Culture and the Thai Program


Taken from Long in Asia – david long: Culture Shock

“One thing I realized as a student in the AUA Thai Program is that through sharing their lives, our teachers gave us more understanding of culture than was even imaginable. I realized that in fact, understanding culture was more important than being able to use Thai, and preliminary to being able to use Thai as a Thai. There is so much added value in that, the for me, becoming fluent in Thai was merely a by-product.”

Hi there – if you are reading this post and have not been to AUA – do so. I can honestly say that going to AUA was one of the best things I have done since I arrived in Thailand, originally for one month in 1996…..My principal regret was not startng to learn Thai at AUA sooner than I did (but then I was only going to be here for one month, correct?).

The way the teachers are able to weave into lessons subjects such as etiquette, social custom,traditions, history, politics, slang, humour – you name it…. at some point in time it gets done…fire eating in one class I remember 🙂 I have learnt more about Thailand and Thai culture in this way, than from any other source.

I have not been an ideal student for sure but progress continues in leaps and bounds and I attend class whenever I can. One thing I can vouch for is that the language that “goes in” for a student at school invariably stays in your subconscious; the language is there, even though you may not use it for a long time, when last year I spent almost 10 months outside Thailand.

I just wish that in the early days I had had the opportunity to view some of David Long’s excellent videos as to the rationale of language acquisition(they were not available then of course) as I think I would have been more committed to the programme and not wanting to carry a “parachute” around with me whenever I attended. I think it is exceedingly difficult to break adult learning ideas and go back to child like ones, for we are adults and various learning styles seem to suit different adults with different temperaments.

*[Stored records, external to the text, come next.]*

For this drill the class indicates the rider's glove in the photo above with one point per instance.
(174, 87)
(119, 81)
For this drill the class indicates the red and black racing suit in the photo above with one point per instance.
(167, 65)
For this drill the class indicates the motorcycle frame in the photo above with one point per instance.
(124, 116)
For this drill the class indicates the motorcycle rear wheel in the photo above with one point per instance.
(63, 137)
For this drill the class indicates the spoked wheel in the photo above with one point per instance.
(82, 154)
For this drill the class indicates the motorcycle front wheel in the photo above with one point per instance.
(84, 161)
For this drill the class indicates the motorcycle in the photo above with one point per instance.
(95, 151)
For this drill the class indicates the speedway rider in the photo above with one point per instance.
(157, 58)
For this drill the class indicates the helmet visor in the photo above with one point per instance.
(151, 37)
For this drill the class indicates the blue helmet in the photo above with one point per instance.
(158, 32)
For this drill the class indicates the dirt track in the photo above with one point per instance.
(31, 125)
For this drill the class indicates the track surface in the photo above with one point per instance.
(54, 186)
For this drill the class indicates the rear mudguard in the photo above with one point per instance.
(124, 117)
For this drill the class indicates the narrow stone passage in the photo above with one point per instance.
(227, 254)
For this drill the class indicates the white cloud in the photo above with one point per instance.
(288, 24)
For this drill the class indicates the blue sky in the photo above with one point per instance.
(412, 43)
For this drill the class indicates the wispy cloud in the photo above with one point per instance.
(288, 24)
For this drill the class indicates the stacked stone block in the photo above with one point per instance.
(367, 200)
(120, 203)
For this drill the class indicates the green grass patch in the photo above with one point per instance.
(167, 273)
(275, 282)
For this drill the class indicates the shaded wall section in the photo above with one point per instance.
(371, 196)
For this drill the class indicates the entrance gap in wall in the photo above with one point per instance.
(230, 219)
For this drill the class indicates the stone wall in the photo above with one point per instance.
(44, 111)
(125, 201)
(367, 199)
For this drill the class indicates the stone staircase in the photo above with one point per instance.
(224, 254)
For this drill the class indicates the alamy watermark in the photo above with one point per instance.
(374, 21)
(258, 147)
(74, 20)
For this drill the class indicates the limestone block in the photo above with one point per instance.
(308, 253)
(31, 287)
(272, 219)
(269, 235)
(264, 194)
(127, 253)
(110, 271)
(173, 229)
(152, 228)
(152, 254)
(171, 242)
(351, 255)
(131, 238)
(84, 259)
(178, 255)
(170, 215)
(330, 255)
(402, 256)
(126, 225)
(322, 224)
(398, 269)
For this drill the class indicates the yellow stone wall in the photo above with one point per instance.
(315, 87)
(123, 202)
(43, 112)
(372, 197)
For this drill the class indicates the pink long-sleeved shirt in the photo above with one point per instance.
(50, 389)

Like the guy who always wears his watch – he may feel naked without one, it sometimes feels exactly the same to me if I don’t have my dictionary with me in my bag of tricks. Now I will probably get told off for that but at least I hardly ever get the dictionary out in class now, rather guess the words and if curiosity gets the better of me (it usualy does) have a quick look after.

Do go and speak to David Long and of course, buy him a beer!